Java Barbie says “kill -3 [pid] is my new best friend”

The same problem I mentioned in Rants and Revelations » Java Thread Locking cropped up again. This time it was quite random, but repeatable. I dreaded going through the crap I went through last time to find where the lockup was happening, until I discovered a nifty new trick – if you do a “kill -3” of the java process id, it dumps a stack trace of every thread, including what locks it’s holding, to stdout.

Going through the stack trace, I could see where one thread on the client had three locks and was calling an RMI method on the server that was locked waiting for the delete thread to finish. And the delete thread was calling a callback on the client that was waiting for one of those three locks, so the delete thread was locked as well. Not good. I removed most of the locks and things started working. Maybe eventually I will put some of the locks back.

Rohan suggests that I might have to rewrite parts of the server to take care of the next bug report on my list – the complaint is that deleting content takes too long. Unfortunately the bits he wants me to rewrite are his code, and it will take me 2 weeks just to understand it well enough to start to make the changes, and I’ve only got 10 days to clear all the bug reports off my list.

Jeppesen Responds

After receiving the email I mentioned in Rants and Revelations » Who’d have thunk it?, I responded with

I have renamed the part of the Wiki that uses the trademarked word
“NavData” to “DAFIFReplacment”. However, I am going to continue to use
the “/navdata/” part of the URL as that is a generic term and
untrademarkable and changing would break people’s bookmarks. You can
have a look at http://xcski.com/navdata/ if you wish.

I hope that meets your requirements.

Evidently their lawyers work nights, or they’ve outsourced it to India or something, because I got a response at 8:47pm:

Mr. Tomblin,

We appreciate your prompt action and reply to our notice.

While we cannot agree that the navdata term is generic, we understand the
bookmark issue and are satisfied with your action regarding this matter.

John Jaugilas
Jeppesen Intellectual Property
(303) 328-4178

Who’d have thunk it?

Well, it turns out that using the WikiWord “NavData” has upset Jeppesen Sanderson because they’ve got a product with that name, and they’ve sent me an email telling me to stop using the word or they’ll start legal action. I’m still using the word “navdata” because lots of people use it as a generic word meaning “navigation data”. So my Wiki url is still http://xcski.com/navdata/, but all deep links you might have are broken. Replace the word “NavData” with “DAFIFReplacement”.

Java Thread Locking

Ok, maybe I was a little succinct in my previous post.

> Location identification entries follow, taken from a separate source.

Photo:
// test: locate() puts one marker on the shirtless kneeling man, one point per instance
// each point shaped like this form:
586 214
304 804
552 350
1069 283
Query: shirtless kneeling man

You see, we’ve got an architecture where there are 3 or 4 layers of code, each one of which calls the one below it and then gets information back in the form of callbacks. Oh, and one of the very lowest layers is accessed through an RMI interface. Also, the very lowest layer deals with content, which can be created/modified/deleted through the program, or through other programs or just by doing file system stuff, which that lowest layer finds out about through dnotify.

The front end GUI has a dialog where you can delete content, and the problem was that evidently one of our customers have the fastest fingers in the world, and they complained that they delete the content and then go to ingest (slurp in) new content but the content they just deleted is still there (the deletion process takes a good 10-15 seconds) so the ingest fails due to lack of disk space. So they wanted the deletion to actually wait until it was done. And the lower level library actually provided a method called “deleteContentWaitTilDone”. So I thought it would be a simple matter to call it – once the method returned, the content would be really gone.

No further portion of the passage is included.